Then we looked at each other, slightly embarrassed.
“That was just a car door slamming, wasn’t it?” I asked.
“Sounded like it.”
Somewhere close by, a car’s engine caught, revved and drove away.
“Him?” I said.
“Who knows? Probably.”
“Probably,” I repeated. I was suddenly shaking with cold and fear, and I realized my cheek was resting on a patch of ice. “Well, if he’s probably gone…” I sat up, leaning back against the car door and wrapping my arms around my knees. Curt leaned against the car beside me.
“This isn’t some accident, you know,” I said. “This isn’t some guy getting careless during target practice. It’s got something to do with Patrick Marten.”
“Who’s Patrick Marten?”
“He’s the dead man I found in my trunk last night.”
I felt rather than saw Curt’s incredulous reaction.
“There was a dead man in your trunk?”
I nodded. “Don’t you read The News?”
“Not if I can help it.”
I looked at him in surprise. “Why not? It’s a good little paper.”

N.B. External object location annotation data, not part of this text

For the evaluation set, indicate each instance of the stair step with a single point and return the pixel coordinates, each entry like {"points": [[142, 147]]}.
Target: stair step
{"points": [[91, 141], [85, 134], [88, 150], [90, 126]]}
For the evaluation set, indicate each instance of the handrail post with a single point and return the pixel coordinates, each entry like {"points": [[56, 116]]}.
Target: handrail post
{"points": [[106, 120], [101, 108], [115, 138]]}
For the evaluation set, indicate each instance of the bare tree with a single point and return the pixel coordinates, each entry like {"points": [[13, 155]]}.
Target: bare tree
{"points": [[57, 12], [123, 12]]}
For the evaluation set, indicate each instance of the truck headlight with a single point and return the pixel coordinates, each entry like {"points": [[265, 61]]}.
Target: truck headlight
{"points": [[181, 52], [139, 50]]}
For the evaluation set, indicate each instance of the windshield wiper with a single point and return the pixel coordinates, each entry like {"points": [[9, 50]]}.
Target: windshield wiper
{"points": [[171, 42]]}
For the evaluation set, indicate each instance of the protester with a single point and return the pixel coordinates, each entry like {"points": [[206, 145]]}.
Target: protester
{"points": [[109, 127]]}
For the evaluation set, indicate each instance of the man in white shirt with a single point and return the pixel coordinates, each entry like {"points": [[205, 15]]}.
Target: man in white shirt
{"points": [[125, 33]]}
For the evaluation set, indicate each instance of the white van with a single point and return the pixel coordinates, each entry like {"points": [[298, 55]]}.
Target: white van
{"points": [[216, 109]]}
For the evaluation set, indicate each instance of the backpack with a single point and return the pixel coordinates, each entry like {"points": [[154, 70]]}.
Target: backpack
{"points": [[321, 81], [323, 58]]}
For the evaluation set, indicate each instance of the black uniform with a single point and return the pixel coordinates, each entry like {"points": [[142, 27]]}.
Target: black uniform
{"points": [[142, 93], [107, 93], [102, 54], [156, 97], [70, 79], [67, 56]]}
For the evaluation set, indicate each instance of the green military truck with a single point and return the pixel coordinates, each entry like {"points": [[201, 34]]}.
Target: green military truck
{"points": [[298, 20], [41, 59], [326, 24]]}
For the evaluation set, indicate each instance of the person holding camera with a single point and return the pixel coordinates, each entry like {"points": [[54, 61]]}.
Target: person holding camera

“No offense, but I’d rather not talk about it. How’d you get a body in your trunk?”
“I don’t know,” I answered testily. “Why does everybody think I know?”
“Well, he was in your car.”
I glared at him. “Somebody put him there when I wasn’t looking, okay? And whoever did it neglected to tell me why.”
I put my head on my knees, but I knew Curt was studying me.
“You really are Brenda Starr, girl reporter, aren’t you?” he said. “Beauty, brains, charm, and you take danger with you wherever you go.”
I snorted. “I’m no Brenda. She’s a tall, slinky redhead with stars in her eyes. She always gets her story and never gets her man. I’m a short, perky brunette, and the only thing in my eyes is fear. I must admit, though, that I’m in the middle of a story to match any of hers.”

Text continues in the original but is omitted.